[Date Prev][Date Next][Thread Prev][Thread Next][Date Index][Thread Index]

[Condor-users] problem returning output from multiple nodes of parallel universe, mpich2 on Windows 7



I'm trying to setup a Condor 7.6 pool to be used with MPICH2 1.3.2.p1 (using the parallel universe) on Windows 7.
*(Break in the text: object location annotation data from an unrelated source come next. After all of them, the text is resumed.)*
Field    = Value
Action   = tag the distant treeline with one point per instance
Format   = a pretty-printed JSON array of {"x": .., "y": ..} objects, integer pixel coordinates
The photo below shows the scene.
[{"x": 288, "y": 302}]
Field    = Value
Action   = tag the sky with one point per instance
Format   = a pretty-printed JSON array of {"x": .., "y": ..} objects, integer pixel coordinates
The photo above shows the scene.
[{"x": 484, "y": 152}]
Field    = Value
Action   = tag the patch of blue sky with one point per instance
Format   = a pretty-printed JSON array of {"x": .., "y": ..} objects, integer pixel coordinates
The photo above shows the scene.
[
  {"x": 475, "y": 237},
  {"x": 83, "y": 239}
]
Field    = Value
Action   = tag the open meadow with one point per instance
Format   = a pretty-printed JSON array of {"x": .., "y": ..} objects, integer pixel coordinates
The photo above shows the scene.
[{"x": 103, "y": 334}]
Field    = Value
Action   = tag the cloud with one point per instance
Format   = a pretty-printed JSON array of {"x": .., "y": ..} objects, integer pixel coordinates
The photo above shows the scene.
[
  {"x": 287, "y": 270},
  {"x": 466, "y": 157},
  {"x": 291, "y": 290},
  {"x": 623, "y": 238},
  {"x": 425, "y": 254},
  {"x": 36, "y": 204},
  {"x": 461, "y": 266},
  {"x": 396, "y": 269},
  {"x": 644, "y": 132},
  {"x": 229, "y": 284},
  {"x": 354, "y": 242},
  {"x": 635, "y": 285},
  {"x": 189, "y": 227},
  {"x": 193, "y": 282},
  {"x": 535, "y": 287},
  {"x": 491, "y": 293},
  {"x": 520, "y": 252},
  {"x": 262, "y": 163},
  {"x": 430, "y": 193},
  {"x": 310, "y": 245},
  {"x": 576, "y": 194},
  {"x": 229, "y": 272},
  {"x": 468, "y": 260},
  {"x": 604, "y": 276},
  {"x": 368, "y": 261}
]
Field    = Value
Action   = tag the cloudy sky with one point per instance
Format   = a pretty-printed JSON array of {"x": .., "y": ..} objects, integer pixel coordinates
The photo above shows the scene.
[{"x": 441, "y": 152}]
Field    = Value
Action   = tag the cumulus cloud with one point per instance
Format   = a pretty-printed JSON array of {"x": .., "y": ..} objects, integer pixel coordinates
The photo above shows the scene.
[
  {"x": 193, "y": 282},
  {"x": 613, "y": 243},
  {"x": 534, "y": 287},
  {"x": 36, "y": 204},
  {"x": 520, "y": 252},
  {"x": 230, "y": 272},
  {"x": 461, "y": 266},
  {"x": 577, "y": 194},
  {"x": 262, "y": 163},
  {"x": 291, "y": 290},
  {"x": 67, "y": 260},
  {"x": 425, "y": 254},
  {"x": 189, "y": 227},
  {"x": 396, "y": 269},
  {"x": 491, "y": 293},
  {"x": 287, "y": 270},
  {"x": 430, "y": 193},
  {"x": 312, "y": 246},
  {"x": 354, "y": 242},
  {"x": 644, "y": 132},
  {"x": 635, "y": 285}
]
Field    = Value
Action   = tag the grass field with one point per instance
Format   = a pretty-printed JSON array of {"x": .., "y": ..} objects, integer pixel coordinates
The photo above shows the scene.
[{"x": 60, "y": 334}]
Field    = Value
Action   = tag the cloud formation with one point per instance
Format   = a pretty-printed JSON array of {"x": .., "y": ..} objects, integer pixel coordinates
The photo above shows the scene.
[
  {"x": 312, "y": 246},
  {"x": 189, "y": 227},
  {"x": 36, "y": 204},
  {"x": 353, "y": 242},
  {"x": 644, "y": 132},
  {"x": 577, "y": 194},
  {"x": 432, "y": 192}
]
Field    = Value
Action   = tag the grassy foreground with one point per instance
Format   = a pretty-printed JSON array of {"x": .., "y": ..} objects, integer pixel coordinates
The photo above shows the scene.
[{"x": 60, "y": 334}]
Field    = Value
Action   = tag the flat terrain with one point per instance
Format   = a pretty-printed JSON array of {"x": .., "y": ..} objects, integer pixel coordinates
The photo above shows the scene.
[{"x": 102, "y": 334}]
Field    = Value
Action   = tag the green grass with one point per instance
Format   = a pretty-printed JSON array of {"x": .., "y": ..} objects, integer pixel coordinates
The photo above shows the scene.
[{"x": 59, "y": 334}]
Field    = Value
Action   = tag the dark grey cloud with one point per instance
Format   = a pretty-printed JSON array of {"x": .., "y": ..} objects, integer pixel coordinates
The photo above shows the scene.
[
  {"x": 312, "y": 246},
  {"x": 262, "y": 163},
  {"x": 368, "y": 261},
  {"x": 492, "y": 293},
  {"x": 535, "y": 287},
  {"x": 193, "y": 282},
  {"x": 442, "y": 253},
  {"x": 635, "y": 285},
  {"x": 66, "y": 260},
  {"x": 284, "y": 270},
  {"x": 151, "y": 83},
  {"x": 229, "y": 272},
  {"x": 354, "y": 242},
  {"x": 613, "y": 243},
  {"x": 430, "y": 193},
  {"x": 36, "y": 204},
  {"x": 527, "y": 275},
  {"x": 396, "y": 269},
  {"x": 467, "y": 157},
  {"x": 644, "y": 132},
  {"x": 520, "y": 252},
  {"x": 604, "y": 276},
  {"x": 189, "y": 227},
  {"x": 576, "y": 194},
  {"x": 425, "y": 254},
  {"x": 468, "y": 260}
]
I followed the setup listed here:

https://condor-wiki.cs.wisc.edu/index.cgi/wiki?p=HowToConfigureMpiOnWindows


As a test, I'd like to get an mpi example working on multiple cpus on the same machine (this machine is my central collector, dedicated scheduler, submit and execute node).  I can get a single cpu version (machine_count = 1) of this working, but I have problems when attempting 2 cpus (machine_count = 2).

Node 0 appears correct, and has its output/error files copied back, but Node 1 doesn't have its output/error files copied back. 

From the "work.#pArAlLeLnOdE#" log file, it seems like Node 1 starts executing, but there is no trace of the actual execution of Node 1.  I'm also including relevant output from other logs in case it is helpful.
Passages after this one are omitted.